The “Voices: A Community Tapestry of Stories” project is based on the work of Kentucky’s 2015-2016 poet laureate — George Ella Lyon, and her poem “Where I’m From.”
From Colorado to Florida
The Moonshot Rocket will begin its journey in Denver, Colorado for the Grade Level Reading week, and then visiting six Grade Level Reading Pacesetter Award-Winning Communities on its 2,000-mile journey to Indian River County, Florida, and stopping in Oxford on Thursday.
The “Voices/Tapestry” project is an arts-enriched literacy community connection experience designed to make early literacy/reading at grade level a national priority.
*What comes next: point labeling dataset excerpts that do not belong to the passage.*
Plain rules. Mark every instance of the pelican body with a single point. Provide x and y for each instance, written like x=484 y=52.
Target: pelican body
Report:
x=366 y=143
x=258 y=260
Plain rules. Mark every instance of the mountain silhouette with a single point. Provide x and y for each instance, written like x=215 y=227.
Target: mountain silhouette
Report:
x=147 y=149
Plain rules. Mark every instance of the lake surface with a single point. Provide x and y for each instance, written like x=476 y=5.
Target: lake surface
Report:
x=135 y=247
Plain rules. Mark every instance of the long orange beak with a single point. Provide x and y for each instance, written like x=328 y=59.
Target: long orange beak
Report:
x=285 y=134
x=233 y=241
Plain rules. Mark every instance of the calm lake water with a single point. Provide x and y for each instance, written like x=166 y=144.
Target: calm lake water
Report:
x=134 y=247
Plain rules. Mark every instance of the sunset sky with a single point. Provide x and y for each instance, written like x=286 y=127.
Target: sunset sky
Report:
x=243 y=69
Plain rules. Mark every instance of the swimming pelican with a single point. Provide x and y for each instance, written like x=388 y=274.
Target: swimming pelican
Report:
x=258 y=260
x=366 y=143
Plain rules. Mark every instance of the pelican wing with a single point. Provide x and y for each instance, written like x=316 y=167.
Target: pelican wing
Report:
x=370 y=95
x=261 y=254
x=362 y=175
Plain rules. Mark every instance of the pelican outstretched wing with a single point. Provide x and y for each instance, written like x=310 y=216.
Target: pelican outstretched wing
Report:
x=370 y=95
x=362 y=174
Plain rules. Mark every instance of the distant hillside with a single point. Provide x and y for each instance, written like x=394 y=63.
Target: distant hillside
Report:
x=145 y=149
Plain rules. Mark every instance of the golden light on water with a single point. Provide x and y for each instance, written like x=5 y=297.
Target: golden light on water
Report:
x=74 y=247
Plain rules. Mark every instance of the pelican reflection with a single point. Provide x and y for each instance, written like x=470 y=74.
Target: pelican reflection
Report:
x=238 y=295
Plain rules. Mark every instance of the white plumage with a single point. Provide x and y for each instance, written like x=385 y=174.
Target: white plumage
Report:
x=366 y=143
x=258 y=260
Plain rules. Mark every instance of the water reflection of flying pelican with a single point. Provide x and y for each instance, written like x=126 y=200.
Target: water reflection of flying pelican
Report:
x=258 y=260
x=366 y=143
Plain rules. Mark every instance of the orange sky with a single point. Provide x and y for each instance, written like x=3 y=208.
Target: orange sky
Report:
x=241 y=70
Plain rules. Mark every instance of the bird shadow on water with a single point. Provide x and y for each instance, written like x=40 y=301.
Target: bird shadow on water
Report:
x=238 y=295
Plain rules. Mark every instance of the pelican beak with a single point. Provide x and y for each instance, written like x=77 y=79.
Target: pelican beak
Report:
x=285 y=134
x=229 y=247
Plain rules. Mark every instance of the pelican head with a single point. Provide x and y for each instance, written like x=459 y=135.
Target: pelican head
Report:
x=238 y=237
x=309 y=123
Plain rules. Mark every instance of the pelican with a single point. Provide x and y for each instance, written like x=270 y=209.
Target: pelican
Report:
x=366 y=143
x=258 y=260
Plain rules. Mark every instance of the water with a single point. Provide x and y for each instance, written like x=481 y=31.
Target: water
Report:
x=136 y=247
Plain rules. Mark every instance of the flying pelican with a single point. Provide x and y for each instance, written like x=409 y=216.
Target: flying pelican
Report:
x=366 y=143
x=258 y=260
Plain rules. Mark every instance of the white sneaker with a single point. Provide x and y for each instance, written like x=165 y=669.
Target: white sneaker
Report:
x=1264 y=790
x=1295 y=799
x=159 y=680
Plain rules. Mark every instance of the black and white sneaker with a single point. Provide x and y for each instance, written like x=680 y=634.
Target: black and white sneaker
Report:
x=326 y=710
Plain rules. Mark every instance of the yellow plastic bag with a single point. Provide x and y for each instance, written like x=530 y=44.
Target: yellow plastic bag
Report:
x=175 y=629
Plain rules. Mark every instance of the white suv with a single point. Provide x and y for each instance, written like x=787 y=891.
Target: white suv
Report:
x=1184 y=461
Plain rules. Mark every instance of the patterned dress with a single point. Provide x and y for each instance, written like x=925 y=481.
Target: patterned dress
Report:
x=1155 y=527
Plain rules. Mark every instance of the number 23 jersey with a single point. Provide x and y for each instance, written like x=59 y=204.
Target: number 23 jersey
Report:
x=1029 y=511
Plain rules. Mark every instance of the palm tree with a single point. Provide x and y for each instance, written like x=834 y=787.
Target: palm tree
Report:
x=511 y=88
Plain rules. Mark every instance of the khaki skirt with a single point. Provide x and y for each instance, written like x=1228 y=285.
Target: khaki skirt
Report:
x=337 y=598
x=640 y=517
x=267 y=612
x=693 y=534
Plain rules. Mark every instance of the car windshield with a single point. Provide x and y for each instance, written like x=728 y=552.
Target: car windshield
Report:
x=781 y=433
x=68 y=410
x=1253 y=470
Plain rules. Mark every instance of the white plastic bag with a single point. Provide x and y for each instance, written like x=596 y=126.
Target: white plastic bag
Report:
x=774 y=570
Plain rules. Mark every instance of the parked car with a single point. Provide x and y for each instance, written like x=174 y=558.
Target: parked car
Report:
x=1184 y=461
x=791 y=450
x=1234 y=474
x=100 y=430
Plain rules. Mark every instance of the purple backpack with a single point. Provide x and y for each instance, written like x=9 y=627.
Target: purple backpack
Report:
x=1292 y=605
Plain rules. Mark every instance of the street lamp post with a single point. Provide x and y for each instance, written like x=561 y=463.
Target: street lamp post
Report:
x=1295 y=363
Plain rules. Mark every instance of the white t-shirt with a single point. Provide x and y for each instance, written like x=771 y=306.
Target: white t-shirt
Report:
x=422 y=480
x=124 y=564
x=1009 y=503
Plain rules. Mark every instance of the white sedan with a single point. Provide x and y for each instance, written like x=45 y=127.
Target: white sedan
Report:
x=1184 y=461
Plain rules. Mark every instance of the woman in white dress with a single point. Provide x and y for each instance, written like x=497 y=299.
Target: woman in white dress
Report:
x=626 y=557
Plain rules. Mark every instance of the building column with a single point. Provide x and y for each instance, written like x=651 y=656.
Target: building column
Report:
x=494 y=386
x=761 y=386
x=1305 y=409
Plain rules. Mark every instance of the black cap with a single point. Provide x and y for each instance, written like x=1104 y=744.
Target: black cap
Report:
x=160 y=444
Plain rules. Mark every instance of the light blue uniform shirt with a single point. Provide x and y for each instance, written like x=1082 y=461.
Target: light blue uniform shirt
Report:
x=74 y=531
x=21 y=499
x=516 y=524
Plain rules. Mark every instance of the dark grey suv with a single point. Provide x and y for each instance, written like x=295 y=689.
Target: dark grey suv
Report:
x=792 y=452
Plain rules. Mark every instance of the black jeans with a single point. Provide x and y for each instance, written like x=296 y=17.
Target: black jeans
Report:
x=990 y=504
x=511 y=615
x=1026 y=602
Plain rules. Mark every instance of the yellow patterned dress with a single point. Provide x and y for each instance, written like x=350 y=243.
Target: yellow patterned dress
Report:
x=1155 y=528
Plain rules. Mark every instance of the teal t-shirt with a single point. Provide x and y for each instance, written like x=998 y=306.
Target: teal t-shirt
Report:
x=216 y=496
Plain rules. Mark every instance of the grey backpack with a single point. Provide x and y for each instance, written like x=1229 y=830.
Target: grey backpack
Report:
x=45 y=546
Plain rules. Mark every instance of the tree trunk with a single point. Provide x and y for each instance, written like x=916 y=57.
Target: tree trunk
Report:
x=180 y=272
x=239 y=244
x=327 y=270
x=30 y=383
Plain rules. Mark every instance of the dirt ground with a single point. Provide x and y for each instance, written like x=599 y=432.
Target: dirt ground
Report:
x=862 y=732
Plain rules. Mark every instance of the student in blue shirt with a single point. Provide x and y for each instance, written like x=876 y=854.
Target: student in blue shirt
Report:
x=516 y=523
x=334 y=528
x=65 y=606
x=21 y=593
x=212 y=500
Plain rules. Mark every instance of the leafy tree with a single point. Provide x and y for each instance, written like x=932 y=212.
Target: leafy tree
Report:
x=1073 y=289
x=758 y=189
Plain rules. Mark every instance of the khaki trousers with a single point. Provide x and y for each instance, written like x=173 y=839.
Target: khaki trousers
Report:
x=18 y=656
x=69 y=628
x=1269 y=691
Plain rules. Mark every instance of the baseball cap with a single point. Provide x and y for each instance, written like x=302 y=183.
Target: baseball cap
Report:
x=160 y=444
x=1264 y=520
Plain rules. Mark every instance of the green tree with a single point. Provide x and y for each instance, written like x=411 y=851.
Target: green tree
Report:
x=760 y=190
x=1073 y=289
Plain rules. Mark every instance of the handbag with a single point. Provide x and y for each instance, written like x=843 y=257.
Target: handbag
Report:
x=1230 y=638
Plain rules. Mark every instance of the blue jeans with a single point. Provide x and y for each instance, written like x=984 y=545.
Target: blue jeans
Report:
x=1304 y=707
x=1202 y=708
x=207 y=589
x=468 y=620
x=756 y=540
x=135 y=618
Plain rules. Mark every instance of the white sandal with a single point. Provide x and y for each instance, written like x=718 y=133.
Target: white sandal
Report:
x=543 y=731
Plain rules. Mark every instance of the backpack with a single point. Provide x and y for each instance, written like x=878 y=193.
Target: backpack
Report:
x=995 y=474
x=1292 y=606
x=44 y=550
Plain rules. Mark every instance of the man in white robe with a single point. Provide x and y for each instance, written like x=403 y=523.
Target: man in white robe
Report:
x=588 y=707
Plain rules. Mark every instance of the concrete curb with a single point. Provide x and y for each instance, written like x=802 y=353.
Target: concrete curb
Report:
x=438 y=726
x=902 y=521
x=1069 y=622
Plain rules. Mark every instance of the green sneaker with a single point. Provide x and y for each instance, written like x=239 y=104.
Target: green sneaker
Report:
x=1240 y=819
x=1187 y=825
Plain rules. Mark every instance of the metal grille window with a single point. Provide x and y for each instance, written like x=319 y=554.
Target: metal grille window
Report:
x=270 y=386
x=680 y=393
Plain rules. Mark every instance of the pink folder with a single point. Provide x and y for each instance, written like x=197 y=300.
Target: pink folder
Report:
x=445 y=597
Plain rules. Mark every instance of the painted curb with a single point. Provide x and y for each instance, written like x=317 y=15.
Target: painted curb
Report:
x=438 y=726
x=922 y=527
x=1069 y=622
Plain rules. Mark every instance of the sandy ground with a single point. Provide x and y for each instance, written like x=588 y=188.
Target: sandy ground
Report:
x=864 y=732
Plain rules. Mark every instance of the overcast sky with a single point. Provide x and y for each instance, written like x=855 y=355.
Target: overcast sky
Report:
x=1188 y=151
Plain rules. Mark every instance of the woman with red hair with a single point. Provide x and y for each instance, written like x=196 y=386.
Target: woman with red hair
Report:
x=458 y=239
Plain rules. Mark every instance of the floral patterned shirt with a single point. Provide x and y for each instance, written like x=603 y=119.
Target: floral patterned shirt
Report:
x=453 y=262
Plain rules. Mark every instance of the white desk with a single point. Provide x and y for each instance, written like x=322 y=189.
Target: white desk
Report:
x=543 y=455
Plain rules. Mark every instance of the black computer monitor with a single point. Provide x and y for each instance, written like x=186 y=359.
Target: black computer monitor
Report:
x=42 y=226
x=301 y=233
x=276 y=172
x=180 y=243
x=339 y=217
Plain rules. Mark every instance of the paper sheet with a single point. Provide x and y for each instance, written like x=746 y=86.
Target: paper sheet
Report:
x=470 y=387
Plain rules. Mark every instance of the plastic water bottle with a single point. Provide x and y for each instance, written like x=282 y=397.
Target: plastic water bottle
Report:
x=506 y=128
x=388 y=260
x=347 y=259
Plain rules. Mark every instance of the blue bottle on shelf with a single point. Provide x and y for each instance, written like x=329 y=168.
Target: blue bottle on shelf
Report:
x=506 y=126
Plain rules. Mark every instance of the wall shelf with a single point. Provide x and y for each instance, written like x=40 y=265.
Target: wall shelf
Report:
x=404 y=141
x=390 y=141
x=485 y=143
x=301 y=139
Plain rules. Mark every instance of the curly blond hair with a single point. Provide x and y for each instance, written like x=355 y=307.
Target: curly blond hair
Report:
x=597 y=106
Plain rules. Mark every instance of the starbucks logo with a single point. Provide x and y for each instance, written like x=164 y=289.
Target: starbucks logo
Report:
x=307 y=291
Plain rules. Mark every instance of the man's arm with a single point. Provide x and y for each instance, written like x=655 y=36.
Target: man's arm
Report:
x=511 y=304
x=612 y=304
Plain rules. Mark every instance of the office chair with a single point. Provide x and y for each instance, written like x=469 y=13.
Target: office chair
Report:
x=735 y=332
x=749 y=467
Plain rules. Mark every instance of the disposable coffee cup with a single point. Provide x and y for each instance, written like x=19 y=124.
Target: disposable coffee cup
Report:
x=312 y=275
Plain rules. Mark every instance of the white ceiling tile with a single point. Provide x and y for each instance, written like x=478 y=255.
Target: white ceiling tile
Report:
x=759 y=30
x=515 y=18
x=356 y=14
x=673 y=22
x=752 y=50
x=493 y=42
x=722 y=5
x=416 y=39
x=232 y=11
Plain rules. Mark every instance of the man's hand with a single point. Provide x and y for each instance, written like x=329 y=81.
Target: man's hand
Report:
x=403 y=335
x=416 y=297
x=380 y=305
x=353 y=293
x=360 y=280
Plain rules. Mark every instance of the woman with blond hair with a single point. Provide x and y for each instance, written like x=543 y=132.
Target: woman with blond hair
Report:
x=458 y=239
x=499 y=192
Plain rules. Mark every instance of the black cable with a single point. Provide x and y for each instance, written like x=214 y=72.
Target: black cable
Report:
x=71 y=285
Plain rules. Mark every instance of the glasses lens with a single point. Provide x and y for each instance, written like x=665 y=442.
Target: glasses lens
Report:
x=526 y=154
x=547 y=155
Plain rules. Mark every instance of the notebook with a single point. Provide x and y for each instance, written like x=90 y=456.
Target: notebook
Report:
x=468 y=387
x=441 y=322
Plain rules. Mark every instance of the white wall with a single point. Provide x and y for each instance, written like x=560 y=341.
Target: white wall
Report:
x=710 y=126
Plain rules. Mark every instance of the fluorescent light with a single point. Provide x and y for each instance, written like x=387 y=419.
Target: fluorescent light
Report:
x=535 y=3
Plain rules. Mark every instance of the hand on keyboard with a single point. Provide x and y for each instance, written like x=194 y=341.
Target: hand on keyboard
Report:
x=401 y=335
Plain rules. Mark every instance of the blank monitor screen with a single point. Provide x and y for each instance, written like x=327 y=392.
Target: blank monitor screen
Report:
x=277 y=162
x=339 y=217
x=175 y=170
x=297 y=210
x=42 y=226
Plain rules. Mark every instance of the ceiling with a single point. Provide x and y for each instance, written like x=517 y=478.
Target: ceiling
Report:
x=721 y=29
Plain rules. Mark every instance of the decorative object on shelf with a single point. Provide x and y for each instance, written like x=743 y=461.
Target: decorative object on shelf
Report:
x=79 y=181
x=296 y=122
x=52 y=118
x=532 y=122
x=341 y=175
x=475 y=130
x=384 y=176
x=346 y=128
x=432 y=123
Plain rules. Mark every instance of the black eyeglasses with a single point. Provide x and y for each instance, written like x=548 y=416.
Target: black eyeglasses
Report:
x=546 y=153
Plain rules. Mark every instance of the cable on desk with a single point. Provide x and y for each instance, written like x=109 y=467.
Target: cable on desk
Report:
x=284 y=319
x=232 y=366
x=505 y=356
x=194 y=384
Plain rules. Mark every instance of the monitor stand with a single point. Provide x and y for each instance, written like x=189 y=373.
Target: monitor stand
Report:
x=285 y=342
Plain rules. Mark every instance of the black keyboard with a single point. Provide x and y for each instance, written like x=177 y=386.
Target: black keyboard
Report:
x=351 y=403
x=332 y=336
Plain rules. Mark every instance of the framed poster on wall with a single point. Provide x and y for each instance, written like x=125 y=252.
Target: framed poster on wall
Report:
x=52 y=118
Through this project, Moonshot Moment will be collecting the “stories” from the LOU community, and then weaving them together in a large tapestry that will eventually serve as a moving art installation.
Acknowledging that schools alone cannot address all the challenges that keep children from learning to read, the Moonshot Community Action Network works with nonprofits and other partners to ensure that children arrive at kindergarten ready to succeed, attend school regularly, and keep learning through the summer months.
Locally, Moonshot works with LOU Reads, Excel by 5 and the Mississippi Campaign for Grade Level Reading and the United Way of Oxford.
“This tour bus highlights the issues our state and nation faces when it comes to third-grade reading proficiency,” said Edy Dingus, an AmeriCorps VISTA with the United Way. “It’s tough to get there, and it’s good to open a dialog about something so important, especially a dialog that engages people of all ages. We can talk about how to make this better, especially on the local level.”